2) Screen time has also been linked to obesity. Studies have shown that the more tv’s there are in a household (especially if it is in the child’s bedroom) and the more time spent watching tv, the more likely a child is to be obese. Now that we have tablets and mobile phones, we basically have access to a “tv” at all times! Keep in mind that studies like these cannot establish a causal relation. In other words, they cannot claim that tv causes a child to be obese. However, similar to the logic in point 1, time spent looking at screens is time that your child is not being active.
3) Screen time also has potential consequences for teenagers using social media. There is a lot of research showing that teens who spend more time on social media are also more likely to report less satisfaction and have higher symptoms of depression. From these findings, we can infer that being on social media exposes children to online bullying, comparing themselves to unrealistic expectations and not spending time doing other more productive and beneficial activities.
While the research on screen time and children is quite limited, there are more findings regarding screen time and adults.
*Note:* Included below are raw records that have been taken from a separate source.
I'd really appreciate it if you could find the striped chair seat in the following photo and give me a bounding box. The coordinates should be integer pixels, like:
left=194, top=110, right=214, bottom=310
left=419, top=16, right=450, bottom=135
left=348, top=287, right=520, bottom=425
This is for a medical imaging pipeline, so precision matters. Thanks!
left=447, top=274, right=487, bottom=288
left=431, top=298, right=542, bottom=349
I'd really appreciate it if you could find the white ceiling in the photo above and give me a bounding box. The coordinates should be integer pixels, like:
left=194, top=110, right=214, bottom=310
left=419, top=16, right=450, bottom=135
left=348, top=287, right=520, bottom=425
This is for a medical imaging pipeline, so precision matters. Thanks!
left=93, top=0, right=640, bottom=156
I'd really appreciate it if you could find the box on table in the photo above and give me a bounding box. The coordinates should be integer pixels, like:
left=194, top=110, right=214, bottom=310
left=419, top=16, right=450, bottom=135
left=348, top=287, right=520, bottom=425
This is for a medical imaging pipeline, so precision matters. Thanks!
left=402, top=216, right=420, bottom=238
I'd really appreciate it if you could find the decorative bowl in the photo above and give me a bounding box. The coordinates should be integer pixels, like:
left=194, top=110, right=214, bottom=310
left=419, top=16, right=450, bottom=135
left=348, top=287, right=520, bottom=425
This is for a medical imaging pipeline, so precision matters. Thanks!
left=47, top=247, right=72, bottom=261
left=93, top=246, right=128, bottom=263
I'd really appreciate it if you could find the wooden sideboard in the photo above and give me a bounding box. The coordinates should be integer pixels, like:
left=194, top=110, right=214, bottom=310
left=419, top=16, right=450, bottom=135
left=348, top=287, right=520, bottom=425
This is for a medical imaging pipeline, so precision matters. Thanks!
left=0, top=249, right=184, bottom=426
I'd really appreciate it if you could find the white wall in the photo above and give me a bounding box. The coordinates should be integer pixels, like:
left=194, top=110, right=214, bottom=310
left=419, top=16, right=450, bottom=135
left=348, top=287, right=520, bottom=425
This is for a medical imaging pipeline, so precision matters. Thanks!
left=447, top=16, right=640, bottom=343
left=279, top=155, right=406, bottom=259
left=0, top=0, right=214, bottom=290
For example, research has found that adults who spend more time looking at a screen (whether it be a computer or a phone) are more likely to have sleep problems. In addition, researchers say that the more time we spend on Facebook, the more likely we are to have a negative mood and be dissatisfied with our own life (as if millennials needed help with this, am I right???).
If these negative consequences apply to adults, I can imagine that it could apply to developing children as well. Therefore, the above findings should give us pause in regards to how much time children (and adults for that matter) should be using screens.
I will be going to International Conference of Infant Studies (ICIS - pronounced 'i-kiss'... for good reason) that will touch on this topic, so I will be sure to update you all once more research is out!
Hope you spend a little less time on your computer today! (as I myself am typing away...)
Disclaimer: While we mostly report robust scientific findings that have been replicated, science is a constantly evolving field, meaning new findings might support or contradict previous findings. We thus encourage parents to be critical of all information before they choose to apply it or dismiss it.
Andersen, L. L., & Garde, A. H. (2015). Sleep problems and computer use during work and leisure: Cross-sectional study among 7800 adults. Chronobiology international, 32(10), 1367-1372.
De Jong, E., Visscher, T. L. S., HiraSing, R. A., Heymans, M. W., Seidell, J. C., & Renders, C. M. (2013). Association between TV viewing, computer use and overweight, determinants and competing activities of screen time in 4-to 13-year-old children. International journal of obesity, 37(1), 47-53.
Hogan, M., & Bar-on, M. (1999). Media Education. Pediatrics, 104(2), 341-343.
O'Keeffe, G. S., & Clarke-Pearson, K. (2011). The impact of social media on children, adolescents, and families. Pediatrics, 127(4), 800-804.
Roseberry, S., Hirsh-Pasek, K., & Golinkoff, R. M. (2014). Skype me! Socially Contingent Interactions Help Toddlers Learn Language. Child Development, 85(3), 956–970. http://doi.org/10.1111/cdev.12166
Sagioglou, C., & Greitemeyer, T. (2014). Facebook’s emotional consequences: Why Facebook causes a decrease in mood and why people still use it. Computers in Human Behavior, 35, 359-363.
Strasburger, V. C., Jordan, A. B., & Donnerstein, E. (2010). Health effects of media on children and adolescents. Pediatrics, 125(4), 756-767.